Sürekli Menderes ve DP aleyhine yazılar yazıyorsunuz ve bir kerecik olsun o
dönemi bizzat yaşamış olan bizler ile bir kelime konuşmuyorsunuz. Bu nasıl bir
akademisyenliktir?
Temmuz 2017,
Fenerbahçe
(*)
HASAN EMRE OKTAY Hakkında;
"H. Emre Oktay, 27 Mayıs 1960 darbesinde 13
yaşındaydı. İstanbul Emniyet Müdürü olan babası Faruk Oktay Yassıada'ya
götürüldü. Darbe mahkemesinde idamla yargılanacaktı. Sonuçları önceden
kararlaştırılmış olan kurgu mahkeme daha başlamadan Faruk Oktay'ın ölüm haberi
geldi. Babasının hangi şartlarda öldüğünü, daha doğrusu öldürüldüğünü ortaya
çıkarmak için Hasan Emre Oktay uzun yıllar uğraştı, araştırdı. H. Emre Oktay'ın kitabı, Yassıada ve darbe günlüklerinde
yaşananları anlatıyor, büyük babam Celal Bayar, Adnan Menderes tüm DP
milletvekillerinin götürüldüğü Yassıada'yı hissederek yazıya dönüştürüyor.
Kendisine gönülden teşekkür ediyorum.”
Prof.
Dr. Emine Gürsoy Naskali"
***
HASAN
EMRE OKTAY
"1947 yılında İstanbul Kalamış'ta doğdu. 13 yaşında iken ailesi
ile birlikte, 27 Mayıs 1960 Darbesinin ve destekçilerinin acımasız
davranışlarına muhatap oldu. Darbe öncesi İstanbul Emniyet Müdürü olan babası
Faruk Oktay Yassıada'da sorgulamalar sırasında öldü???
İstanbul Üniversitesi Edebiyat Fakültesi Psikoloji Bölümü,
ICS Fitness and Nutrition Cerification... Ruh sağlığı amaçlı fitness
programları organize etti. Ege Seramik AŞ. Paşabahçe Tic. Ltd. gibi
şirketlerde çalıştı, bir süre de serbest çalıştıktan sonra 1996 yılında SSK'dan
emekli oldu. Bu tarihten itibaren tüm çalışmalarını sosyal psikoloji ve yakın
tarihimize yöneltti. 27 Mayıs darbesi ile ilgili anılarını 'Yassıada' adlı kitabında topladı.
27 Mayıs ve Yassıada yaşantısının öykü-belgesel tarzında 'Adnan Menderes Nasıl Öldürüldü' adlı kitabında okuyuculara sundu.
1950-60 DP dönemini ve 27 Mayıs Darbesinin içyüzünü 'Yalanlar Aldananlar ve 27 Mayıs' kitabında irdeledi.

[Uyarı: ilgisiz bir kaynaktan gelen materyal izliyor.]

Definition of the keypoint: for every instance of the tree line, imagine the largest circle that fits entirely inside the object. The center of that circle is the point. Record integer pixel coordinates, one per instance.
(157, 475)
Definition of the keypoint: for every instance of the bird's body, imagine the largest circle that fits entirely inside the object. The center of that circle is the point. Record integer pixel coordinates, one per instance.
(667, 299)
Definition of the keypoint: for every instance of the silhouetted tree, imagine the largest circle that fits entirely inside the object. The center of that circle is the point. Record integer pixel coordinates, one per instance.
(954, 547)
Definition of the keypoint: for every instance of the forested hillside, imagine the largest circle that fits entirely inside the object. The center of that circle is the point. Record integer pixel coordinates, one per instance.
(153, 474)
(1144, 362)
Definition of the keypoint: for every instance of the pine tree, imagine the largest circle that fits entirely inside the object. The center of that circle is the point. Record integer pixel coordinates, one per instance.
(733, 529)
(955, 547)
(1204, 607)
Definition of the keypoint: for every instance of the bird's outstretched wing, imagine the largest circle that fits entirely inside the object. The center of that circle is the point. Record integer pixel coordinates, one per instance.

Çeşitli
dergilerde ve TV yapımlarında DP dönemi, 27 Mayıs, Yassıada ve yakın tarihimize
psikolojik açıdan bakan programları yayımlandı. Ayrıca 'Kıbrıs Sorunu', 'Ermeni
Sorunu' adlı kitapları yayımlanmıştır.
İç Mimar Ülkü Oktay ile evli olan H. Emre Oktay'ın Nimet Zeynep
Oktay adında bir kızı vardır. Halen İstanbul Fenerbahçe'de oturmaktadır."